An Economics Lesson for Political Pollsters
In the early 1980s, the economist Robert Shiller made a discovery that would eventually win him a Nobel Prize. He found that stock prices bounced around too wildly to be explained by standard theories. This has been labeled the “excess volatility puzzle,” and financial economists have written countless papers trying to explain it. But now, excess volatility provides a clue to a possible problem with some of the forecasts we’re seeing in the presidential race.
Excess volatility means that a forecast is more volatile than the thing it’s predicting. For example, suppose that some website made weather forecasts that varied wildly from day to day -- one day it predicted scorching heat, the next day blistering cold. But in reality, temperatures don’t vary that much day to day. Even if the crazily gyrating forecasts were unbiased -- that is, if they were no more likely to be too high vs. too low -- they would still be sub-optimal. An optimal forecast doesn’t change much -- its errors should come from true surprise events, not from within the forecasting model itself.
That’s why Shiller’s excess volatility puzzle showed that the stock market probably isn’t efficient. If stock prices have excess volatility, then unusually high prices today imply that stocks are too expensive and are more likely to fall than rise. In fact, that’s exactly the principle that drives Shiller’s cyclically adjusted price-to-earnings ratio, or CAPE -- a popular measure of how expensive or cheap stocks are. Because stocks are more volatile than prices, CAPE generally tends to revert to the mean. This won’t tell you exactly what stocks will do tomorrow or next week, but they offer the promise of a little bit of predictability in an otherwise ineffable market.
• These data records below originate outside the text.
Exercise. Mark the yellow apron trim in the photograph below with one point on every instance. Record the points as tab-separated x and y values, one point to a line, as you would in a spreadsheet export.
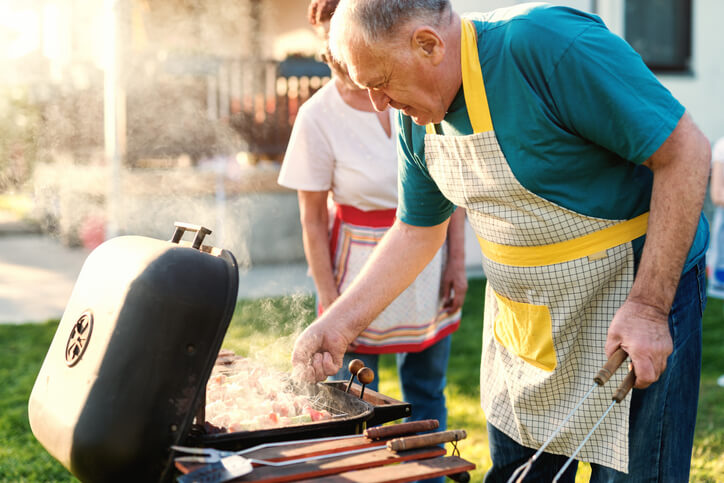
473	86
592	245
476	99
527	331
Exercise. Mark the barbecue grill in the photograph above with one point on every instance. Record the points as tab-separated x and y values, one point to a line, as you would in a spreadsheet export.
125	376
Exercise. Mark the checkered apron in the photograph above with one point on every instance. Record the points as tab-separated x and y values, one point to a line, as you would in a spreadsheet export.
415	320
555	279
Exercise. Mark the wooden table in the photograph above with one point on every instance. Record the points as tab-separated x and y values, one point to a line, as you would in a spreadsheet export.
377	465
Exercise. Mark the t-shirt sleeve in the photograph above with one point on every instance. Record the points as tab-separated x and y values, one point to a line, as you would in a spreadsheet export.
718	151
601	90
309	159
420	202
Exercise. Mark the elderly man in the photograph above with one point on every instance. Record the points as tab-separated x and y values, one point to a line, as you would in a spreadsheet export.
584	180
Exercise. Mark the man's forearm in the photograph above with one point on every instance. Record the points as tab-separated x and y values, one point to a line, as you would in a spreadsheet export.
681	168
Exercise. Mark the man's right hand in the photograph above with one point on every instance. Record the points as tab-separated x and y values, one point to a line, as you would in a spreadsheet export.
318	352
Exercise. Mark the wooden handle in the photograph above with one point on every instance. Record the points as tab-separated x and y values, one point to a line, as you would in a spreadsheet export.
354	366
380	432
463	477
625	386
422	440
613	363
366	375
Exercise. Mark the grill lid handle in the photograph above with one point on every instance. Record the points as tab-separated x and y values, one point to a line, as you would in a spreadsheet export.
181	228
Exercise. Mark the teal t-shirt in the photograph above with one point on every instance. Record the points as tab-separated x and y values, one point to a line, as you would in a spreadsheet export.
575	110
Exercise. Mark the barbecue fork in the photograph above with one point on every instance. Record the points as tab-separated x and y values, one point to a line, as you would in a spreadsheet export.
601	378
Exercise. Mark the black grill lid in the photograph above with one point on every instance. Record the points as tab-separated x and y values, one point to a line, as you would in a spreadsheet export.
129	362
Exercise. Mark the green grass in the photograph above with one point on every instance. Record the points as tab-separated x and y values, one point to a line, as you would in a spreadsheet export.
267	327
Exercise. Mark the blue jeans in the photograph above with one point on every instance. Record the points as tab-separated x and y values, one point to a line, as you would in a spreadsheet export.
662	417
422	380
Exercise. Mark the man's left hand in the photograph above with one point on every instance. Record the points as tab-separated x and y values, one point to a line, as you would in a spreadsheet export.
643	332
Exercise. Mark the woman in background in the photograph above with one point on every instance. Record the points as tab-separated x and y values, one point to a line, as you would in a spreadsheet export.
344	152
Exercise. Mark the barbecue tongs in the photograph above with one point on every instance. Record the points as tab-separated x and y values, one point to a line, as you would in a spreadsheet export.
603	375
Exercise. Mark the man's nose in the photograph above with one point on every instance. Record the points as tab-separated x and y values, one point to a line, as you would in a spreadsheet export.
379	99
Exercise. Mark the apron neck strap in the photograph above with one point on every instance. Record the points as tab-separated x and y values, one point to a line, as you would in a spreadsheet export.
476	100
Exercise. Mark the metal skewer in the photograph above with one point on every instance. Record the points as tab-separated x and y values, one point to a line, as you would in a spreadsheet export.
618	396
601	378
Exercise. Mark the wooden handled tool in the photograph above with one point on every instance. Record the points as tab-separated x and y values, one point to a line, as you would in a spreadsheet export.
601	378
354	366
422	440
380	432
623	389
365	376
613	363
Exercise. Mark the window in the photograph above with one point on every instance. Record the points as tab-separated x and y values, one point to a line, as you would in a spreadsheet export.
660	30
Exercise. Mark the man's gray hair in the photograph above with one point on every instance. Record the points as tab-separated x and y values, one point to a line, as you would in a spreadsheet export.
376	20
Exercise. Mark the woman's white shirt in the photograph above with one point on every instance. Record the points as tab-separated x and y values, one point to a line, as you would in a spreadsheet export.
336	147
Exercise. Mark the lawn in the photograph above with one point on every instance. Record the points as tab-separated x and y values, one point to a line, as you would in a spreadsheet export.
268	326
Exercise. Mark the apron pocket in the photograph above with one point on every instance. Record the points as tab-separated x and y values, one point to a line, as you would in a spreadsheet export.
526	330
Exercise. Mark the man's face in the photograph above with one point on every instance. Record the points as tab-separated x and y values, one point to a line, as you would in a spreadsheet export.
394	76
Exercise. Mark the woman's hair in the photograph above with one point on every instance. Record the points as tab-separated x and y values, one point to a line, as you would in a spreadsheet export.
321	11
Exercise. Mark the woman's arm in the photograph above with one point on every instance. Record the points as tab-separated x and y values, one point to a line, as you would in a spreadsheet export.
315	235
Similarly, election forecasts that display mean reversion are inefficient forecasts. If big swings in the probability of a candidate’s victory predictably reverse themselves over the course of days or weeks, the forecast is telling us that the race is more fluid than it actually is. Here is a graph, created by Josh Katz of the New York Times’s Upshot blog, of how that blog’s election forecasts have changed over the summer relative to those of the data journalist Nate Silver’s website FiveThirtyEight:
As you can see, the models generally started and ended the period in question at about the same level. But in between those endpoints, the Upshot forecast stayed relatively stable, while the various FiveThirtyEight forecasts swung strongly toward Donald Trump and then back toward Hillary Clinton.
This sample is undoubtedly cherry-picked. To see which model is really more volatile, you would need to compare these forecasts over the long run. But Katz's graph includes the Republican and Democratic national conventions, so it presents a good picture of how both websites’ models responded to those important events.
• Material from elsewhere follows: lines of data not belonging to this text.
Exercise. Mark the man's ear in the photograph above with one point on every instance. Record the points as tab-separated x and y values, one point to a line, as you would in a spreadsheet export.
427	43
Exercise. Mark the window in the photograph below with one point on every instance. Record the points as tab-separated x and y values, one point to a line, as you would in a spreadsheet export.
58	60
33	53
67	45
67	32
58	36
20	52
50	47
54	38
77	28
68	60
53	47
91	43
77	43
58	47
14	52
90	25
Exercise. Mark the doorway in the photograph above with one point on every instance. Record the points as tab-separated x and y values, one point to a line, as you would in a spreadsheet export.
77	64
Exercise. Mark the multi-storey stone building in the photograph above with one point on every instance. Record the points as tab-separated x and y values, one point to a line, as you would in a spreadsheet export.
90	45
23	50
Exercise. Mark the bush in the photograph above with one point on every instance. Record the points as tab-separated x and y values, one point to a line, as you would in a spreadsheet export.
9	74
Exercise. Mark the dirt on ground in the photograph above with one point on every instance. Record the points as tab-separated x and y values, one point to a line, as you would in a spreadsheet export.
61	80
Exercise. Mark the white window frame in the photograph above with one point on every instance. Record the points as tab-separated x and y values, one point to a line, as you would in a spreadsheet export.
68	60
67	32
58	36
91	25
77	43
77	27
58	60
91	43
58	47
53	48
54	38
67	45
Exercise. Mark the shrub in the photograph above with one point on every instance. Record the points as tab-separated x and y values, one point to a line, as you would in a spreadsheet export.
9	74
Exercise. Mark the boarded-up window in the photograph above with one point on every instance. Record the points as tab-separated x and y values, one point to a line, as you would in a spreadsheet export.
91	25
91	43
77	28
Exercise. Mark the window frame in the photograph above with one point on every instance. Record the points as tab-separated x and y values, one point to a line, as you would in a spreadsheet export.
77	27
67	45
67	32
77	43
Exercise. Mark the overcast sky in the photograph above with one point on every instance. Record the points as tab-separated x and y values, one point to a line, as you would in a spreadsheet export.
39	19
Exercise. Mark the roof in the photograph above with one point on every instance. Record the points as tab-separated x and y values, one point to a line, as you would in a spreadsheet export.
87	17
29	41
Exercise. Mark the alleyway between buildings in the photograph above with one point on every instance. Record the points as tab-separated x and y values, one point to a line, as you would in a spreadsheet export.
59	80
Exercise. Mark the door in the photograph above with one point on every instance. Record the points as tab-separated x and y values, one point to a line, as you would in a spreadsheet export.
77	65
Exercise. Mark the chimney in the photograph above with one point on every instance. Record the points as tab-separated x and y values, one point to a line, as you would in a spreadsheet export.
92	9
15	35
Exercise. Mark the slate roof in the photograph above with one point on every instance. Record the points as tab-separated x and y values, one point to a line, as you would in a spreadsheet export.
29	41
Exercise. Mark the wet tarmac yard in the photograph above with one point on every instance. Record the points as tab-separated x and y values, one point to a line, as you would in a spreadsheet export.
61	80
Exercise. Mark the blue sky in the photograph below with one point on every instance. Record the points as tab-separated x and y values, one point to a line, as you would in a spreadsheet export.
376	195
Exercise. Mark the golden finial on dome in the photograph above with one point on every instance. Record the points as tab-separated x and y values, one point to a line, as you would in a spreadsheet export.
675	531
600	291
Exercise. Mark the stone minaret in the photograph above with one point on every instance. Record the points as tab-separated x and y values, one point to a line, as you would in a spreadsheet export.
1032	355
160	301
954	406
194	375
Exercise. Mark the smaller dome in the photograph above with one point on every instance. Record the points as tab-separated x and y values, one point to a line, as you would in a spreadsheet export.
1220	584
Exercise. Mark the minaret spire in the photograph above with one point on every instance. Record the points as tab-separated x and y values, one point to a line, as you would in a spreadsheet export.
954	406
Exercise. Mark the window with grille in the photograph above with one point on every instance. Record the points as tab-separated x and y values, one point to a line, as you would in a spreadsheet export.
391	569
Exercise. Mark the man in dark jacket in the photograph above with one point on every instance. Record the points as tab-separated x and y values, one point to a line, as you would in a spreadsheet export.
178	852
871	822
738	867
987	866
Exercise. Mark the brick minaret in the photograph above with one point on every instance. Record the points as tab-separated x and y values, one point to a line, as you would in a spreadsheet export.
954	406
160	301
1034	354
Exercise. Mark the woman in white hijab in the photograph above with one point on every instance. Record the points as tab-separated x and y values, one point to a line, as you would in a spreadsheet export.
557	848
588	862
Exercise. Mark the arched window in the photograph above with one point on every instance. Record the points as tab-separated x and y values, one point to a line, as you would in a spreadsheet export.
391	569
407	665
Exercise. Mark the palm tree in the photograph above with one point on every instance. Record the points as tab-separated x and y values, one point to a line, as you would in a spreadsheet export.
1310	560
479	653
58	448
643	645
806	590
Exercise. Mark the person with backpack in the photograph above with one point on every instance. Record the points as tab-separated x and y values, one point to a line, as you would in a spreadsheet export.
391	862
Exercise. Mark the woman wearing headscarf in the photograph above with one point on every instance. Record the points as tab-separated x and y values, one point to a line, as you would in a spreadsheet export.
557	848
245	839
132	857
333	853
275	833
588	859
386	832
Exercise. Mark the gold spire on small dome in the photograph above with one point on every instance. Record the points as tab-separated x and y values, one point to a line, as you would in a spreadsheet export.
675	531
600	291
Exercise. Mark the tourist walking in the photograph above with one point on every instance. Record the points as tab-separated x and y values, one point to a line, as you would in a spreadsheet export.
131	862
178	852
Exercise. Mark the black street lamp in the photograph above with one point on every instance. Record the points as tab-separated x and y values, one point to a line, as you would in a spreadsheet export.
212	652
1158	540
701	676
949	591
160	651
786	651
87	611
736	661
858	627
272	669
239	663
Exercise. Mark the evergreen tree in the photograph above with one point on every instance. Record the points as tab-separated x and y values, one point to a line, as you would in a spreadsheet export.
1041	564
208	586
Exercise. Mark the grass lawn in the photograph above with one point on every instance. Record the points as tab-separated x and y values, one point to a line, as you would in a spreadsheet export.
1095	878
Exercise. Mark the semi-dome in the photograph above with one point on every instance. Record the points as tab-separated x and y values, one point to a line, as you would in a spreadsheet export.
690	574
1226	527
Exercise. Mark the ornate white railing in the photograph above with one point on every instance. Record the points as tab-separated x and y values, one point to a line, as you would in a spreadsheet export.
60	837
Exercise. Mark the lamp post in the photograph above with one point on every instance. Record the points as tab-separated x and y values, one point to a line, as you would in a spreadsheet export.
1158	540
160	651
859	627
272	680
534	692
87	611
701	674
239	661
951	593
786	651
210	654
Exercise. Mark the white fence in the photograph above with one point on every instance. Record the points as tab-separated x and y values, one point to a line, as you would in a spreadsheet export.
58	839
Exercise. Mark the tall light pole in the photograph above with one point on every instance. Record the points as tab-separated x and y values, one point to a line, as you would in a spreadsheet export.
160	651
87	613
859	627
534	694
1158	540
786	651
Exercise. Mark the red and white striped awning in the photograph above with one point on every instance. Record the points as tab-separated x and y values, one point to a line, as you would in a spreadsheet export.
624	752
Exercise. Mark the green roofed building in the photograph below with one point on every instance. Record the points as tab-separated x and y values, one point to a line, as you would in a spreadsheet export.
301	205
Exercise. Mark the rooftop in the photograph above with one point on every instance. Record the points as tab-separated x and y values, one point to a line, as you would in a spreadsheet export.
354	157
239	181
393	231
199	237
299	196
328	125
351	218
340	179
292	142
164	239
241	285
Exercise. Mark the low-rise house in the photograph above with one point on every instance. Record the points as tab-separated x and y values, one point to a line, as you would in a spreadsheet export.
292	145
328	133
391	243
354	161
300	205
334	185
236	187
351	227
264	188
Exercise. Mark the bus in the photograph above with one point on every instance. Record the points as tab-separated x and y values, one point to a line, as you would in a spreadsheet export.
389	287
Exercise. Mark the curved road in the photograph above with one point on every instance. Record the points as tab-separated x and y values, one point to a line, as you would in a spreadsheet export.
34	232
Why does the Upshot’s model move less? Probably because it’s designed to be stable. The Upshot incorporates polls over a long time period, meaning that temporary movements get averaged out. Thus forecasts that give more weight to recent polls -- which FiveThirtyEight’s models presumably do -- will bounce around more.
So which is better? It depends on what you want out of an election forecast. If you’re following the race for pure entertainment, a more volatile forecast may be more fun to watch. If you’re a betting person, trying to outfox the prediction markets, you probably don’t want to use public forecasts at all, since these are common knowledge -- instead, you’ll want to make your own model, or go with gut instinct, just like if you were betting on interest rates or stocks.
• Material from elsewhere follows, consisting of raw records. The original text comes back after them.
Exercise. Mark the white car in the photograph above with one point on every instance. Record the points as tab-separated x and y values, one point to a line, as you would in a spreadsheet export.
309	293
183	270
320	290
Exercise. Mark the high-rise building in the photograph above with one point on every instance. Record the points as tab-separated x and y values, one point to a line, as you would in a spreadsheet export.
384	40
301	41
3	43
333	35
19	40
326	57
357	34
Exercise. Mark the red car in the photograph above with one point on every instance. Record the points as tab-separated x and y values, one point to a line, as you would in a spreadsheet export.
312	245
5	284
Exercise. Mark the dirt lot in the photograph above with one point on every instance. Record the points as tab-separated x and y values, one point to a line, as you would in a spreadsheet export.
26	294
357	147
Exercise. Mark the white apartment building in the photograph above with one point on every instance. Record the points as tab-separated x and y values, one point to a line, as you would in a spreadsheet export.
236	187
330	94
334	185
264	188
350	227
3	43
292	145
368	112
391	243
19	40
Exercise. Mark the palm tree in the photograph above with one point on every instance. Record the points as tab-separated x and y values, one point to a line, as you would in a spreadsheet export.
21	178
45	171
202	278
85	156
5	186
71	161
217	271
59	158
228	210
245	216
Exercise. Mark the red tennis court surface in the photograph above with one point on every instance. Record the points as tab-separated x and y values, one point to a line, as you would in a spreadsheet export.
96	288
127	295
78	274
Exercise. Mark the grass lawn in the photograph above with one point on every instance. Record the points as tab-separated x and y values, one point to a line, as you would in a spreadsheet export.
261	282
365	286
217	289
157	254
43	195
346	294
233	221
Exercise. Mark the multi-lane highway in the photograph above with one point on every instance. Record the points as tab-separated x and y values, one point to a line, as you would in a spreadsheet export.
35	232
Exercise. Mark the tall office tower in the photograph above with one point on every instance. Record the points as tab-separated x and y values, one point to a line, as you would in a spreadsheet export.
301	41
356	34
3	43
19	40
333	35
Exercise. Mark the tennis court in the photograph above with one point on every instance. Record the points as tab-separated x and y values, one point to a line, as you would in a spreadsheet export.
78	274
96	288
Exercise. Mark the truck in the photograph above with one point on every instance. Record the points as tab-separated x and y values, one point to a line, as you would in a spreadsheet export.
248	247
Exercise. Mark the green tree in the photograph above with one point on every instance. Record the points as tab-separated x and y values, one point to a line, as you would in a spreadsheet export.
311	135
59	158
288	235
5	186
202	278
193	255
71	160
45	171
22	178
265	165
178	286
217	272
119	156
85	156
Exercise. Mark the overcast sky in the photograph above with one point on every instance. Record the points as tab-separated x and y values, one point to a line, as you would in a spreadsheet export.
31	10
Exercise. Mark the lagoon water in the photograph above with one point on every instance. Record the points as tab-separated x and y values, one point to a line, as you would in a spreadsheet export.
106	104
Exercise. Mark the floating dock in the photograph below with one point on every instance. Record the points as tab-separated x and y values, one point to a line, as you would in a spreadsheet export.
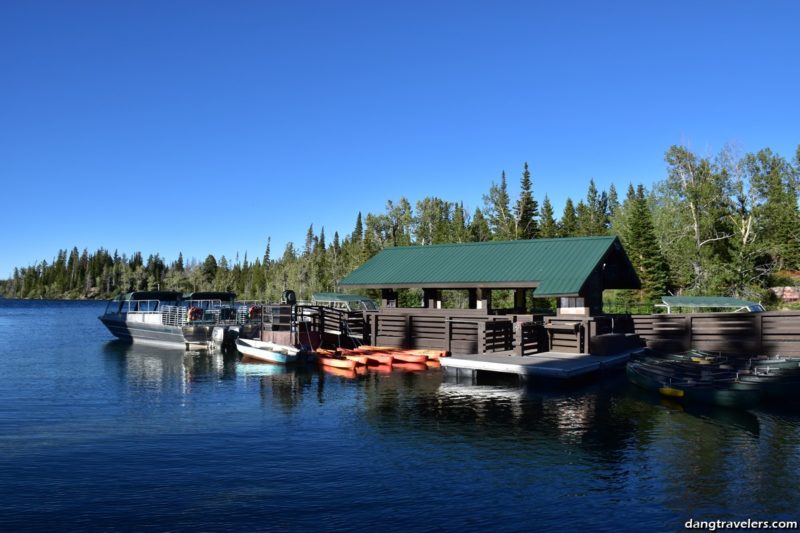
558	365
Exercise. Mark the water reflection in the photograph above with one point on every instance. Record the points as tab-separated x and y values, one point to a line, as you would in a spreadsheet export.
153	368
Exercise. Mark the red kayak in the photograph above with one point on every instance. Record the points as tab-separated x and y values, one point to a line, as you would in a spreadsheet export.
380	358
336	362
359	359
405	357
410	367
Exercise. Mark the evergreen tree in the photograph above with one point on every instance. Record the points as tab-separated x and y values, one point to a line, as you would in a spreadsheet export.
613	202
568	226
266	262
209	269
548	228
643	249
479	228
498	212
358	232
526	210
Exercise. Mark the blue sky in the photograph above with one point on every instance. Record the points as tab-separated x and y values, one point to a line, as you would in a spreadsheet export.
204	127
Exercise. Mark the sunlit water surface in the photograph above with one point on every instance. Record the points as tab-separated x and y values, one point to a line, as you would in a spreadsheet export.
99	435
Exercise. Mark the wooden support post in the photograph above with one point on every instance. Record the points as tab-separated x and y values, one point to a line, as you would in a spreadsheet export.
519	301
430	297
759	332
388	298
481	337
448	333
686	341
484	299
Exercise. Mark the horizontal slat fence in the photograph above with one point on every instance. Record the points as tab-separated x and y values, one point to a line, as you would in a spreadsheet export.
772	333
457	331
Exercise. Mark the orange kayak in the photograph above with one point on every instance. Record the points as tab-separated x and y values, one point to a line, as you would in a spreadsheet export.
405	357
381	369
380	358
410	367
429	354
337	363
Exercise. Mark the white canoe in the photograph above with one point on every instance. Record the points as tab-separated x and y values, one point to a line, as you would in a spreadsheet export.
270	352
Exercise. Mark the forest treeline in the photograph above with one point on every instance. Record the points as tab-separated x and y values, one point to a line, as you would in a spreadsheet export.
725	224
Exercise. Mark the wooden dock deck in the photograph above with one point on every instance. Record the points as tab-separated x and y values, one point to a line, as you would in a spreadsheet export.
557	365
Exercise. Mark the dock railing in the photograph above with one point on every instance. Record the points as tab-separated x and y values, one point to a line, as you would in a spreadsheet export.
770	333
460	331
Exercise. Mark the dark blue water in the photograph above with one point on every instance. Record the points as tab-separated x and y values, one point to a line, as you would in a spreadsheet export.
97	435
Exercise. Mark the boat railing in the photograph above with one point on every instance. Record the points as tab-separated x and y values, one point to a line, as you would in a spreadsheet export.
142	306
173	315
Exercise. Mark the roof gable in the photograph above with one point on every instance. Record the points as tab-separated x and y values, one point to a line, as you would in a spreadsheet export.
554	266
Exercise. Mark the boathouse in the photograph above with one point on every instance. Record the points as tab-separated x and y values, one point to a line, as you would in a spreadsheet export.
575	271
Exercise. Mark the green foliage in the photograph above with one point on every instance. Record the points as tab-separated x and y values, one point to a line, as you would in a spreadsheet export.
526	209
548	227
498	212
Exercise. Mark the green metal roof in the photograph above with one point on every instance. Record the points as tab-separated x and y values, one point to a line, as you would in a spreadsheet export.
706	301
557	267
337	297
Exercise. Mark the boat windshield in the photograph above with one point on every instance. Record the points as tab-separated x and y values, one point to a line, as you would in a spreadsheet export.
113	306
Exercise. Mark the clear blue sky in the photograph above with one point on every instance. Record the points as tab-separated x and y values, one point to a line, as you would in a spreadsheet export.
204	127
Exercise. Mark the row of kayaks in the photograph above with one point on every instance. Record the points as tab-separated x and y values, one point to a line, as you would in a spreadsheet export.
704	377
347	359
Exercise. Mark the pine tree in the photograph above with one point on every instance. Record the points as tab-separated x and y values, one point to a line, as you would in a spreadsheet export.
613	201
526	210
643	249
479	229
548	228
498	212
358	232
568	226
But if you’re a political strategist trying to figure out where your candidate really stands, you might want to be leery of mean-reverting forecasts. A predictably temporary advantage is one you should probably ignore. For example, FiveThirtyEight’s Harry Enten shows a model of how convention bounces tend to fade over time, based on historical precedent:
If a forecast doesn’t subtract these bounce projections, it’s basically taking a stand that this time is different. But this assumption could lead to forecasts that give unjustified confidence first to Republicans, then to Democrats, as the conventions unfold.
I was especially worried about this in the context of FiveThirtyEight’s models when I read Silver's blog on August 2:
Clinton probably has some further room to grow in this [polls-plus] forecast … Clinton’s lead over Trump in polls-only will probably continue to grow over the next several days.
If Silver really believed those predictions, his models have had excess volatility issues. If your forecast is optimal, you shouldn’t be able to out-forecast it using your own judgment! In fact, Silver’s predictions were confirmed over the next few days, which raises some issues about whether his models -- especially the supposedly more stable “polls-plus” model, which combines polls with economic data -- contain too much noise.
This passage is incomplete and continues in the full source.